ExxonMobil’s Arctic Coup with Russia

A tieup with Rosneft to explore oil’s icy frontier leaves BP out in the cold

ExxonMobil’s epic win in securing access to Rosneft’s Arctic oil holdings is the culmination of almost 15 years of effort by Chief Executive Officer Rex Tillerson. Exxon’s partnership with Rosneft will allow it to tap into a region potentially containing tens of billions of barrels of oil. Exxon beat rivals, including BP, Royal Dutch Shell, and Chevron, to gain its piece of one of the globe’s last largely undeveloped oil provinces.
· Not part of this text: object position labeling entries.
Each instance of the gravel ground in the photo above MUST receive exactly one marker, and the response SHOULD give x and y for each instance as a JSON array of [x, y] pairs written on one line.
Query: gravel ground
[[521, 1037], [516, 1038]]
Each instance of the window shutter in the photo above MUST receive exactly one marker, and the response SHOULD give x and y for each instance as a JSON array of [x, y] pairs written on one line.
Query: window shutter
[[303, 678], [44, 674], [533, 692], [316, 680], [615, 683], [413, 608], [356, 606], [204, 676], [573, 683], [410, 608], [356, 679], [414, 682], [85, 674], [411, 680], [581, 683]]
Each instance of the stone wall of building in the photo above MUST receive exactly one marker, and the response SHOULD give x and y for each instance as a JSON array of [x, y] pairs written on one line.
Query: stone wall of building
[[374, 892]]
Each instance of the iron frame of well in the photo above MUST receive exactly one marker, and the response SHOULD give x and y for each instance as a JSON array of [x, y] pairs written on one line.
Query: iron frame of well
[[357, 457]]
In return, Exxon is providing Rosneft with the capital and expertise it needs to help Russia hold on as the world’s biggest oil producer.

For Tillerson, who oversaw Russia’s first offshore project in Arctic conditions in the 1990s, the agreement with Rosneft, which involves an initial $3.2 billion investment, is his biggest deal since the $35 billion acquisition of U.S. shale gas producer XTO Energy in 2010. Prime Minister Vladimir Putin estimated that the total infrastructure buildout of the region could eventually approach $500 billion. “Between Russia and the XTO deal, Tillerson has put together a big resource base for the end of the decade,” says Jason Gammel, an oil industry analyst at Macquarie Capital in London. Exxon and Rosneft plan to explore Russia’s Arctic offshore and the Black Sea. Exxon has also agreed to give Rosneft stakes in some of its deepwater Gulf of Mexico projects and fields in Texas, making it the first major Russian oil producer to develop U.S. deposits.